From our Operations Director, Susannah Cole
Q: Does it matter if I don’t have a “significant” story to share?
A: Everyone has a story to tell. There is no such thing as a story too small or insignificant to share. More importantly, sharing a story and being listened to reverently is both healing and community building. Our training is less about the performative aspect of story and who is deemed a worthy story teller and much more about how to discover the stories you hold within yourself and the complexity of everyone around you. There is instruction on the art and craft of storytelling and you will learn what makes a good, compelling story, however the larger focus is on how to become a more attentive, curious listener to those you encounter in your life including yourself and your own experience. How to invite someone into your shoes and show them “this is what it feels like to be me” and vice versa.
Q: Can I use this training with groups of all ages?

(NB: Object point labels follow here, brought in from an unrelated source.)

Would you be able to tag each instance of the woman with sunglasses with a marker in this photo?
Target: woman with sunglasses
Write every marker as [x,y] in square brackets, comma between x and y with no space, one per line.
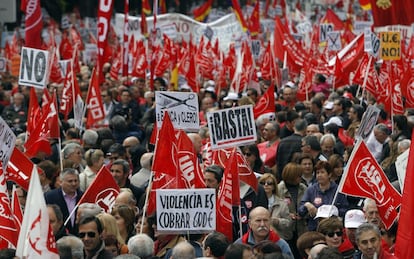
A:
[332,229]
[279,211]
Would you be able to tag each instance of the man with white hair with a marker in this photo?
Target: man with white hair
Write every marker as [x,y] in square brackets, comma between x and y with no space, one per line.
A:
[141,245]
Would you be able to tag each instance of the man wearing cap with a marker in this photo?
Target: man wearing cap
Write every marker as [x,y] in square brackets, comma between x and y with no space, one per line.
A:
[353,219]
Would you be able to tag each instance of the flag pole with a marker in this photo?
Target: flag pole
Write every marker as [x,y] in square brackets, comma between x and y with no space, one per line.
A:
[71,214]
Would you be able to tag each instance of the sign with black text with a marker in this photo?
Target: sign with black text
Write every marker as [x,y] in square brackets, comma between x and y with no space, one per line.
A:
[7,141]
[390,45]
[186,210]
[232,127]
[182,108]
[34,67]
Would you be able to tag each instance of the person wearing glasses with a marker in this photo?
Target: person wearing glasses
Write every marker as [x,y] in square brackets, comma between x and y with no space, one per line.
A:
[280,217]
[332,229]
[90,231]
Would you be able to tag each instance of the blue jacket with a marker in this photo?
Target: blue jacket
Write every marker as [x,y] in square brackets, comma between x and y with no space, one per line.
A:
[317,197]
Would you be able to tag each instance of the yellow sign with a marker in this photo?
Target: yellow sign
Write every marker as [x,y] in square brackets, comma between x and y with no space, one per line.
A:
[390,45]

A: Yes! Mark has worked with people of all ages to discover and craft their stories and the skills you will learn in the training will be the same tools regardless of age. For example, in 2021 we were asked by the Oregon Healthy Authority to help young people share stories to reduce anxiety and depression at Phoenix High School. These students were affected not only by covid isolation but the devastating Almeda Fire as well. You can read more about the outcomes of that experience here.

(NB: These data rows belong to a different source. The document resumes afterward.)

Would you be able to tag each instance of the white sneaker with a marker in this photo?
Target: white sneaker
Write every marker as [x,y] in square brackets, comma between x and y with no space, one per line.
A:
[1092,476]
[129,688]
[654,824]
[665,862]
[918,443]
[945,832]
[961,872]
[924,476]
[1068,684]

Q: Does this training focus solely on The Hearth’s model of storytelling? (Storytellers in front of an audience)
A: During the training you will be presented with many ways of using story in community with The Hearth’s traditional model as only one example. The vast majority of our past participants haven’t used The Hearth’s model as a map for their projects. If you’re curious about what kinds of ways folks have used this training, I highly recommend you read some profiles on our blog of past participants. The types of projects are vast and while many end up using story in their communities, we have also had powerful examples of folks bringing story questions to the dinner table at their family holiday gathering or mother’s 80th birthday party and how they have deepened their relationships and changed family dynamics.
Q: What is one of the most surprising outcomes of the training that participants least expect?

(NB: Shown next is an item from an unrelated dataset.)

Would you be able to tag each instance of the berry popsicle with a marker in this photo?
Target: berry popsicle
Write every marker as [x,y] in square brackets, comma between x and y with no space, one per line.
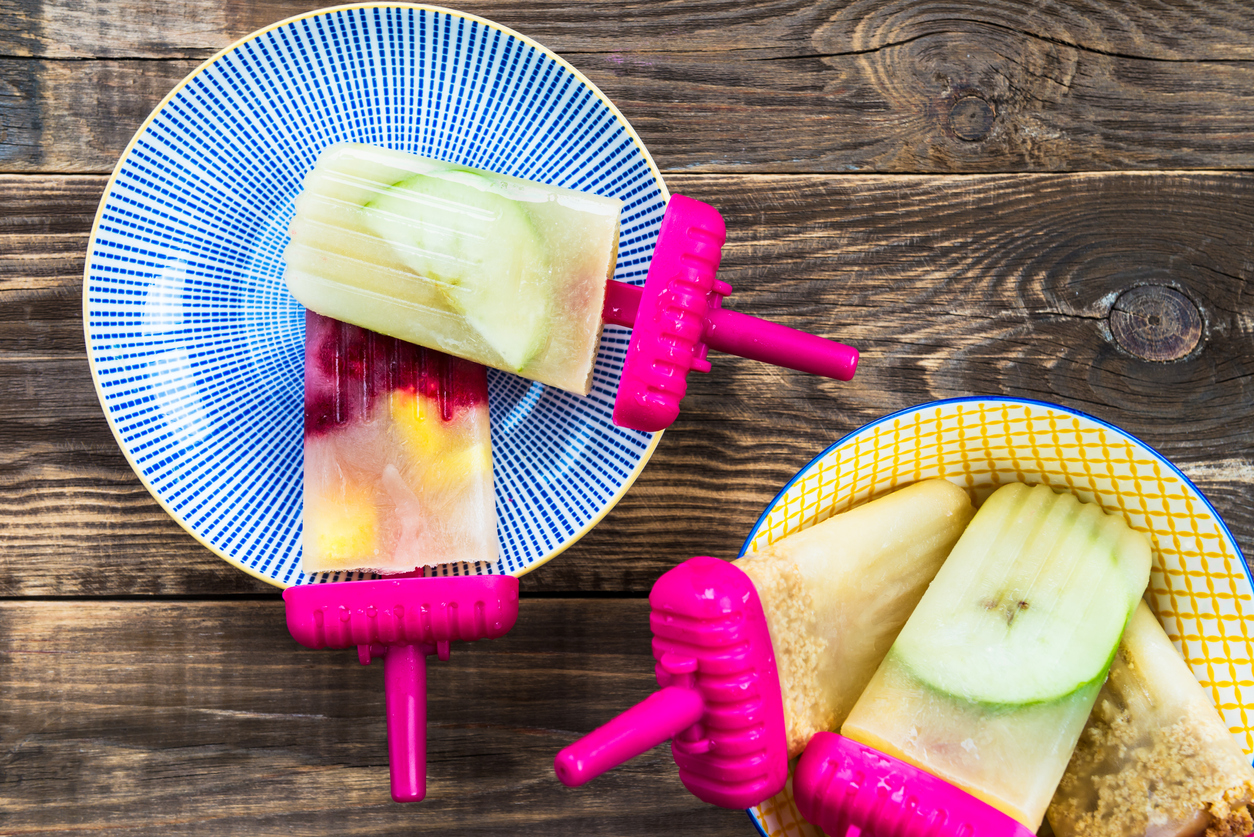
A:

A: What I’ve frequently heard from participants of our trainings is that they certainly took away skills and tools to use in their unique context back home, but even more profoundly they gained a community during the week we spent together and learned the power of asking good questions and being a curious, attentive listener. The healing and personal growth aspect of this training is what I hear folks are pleasantly surprised by each year. There are a few videos on our YouTube channel of folks that came to the training last year describing what surprised them most about taking this training. You’ll also meet many others just like you who seek to help their communities or deepen their personal relationship to story which is inspiring and connecting in its own right.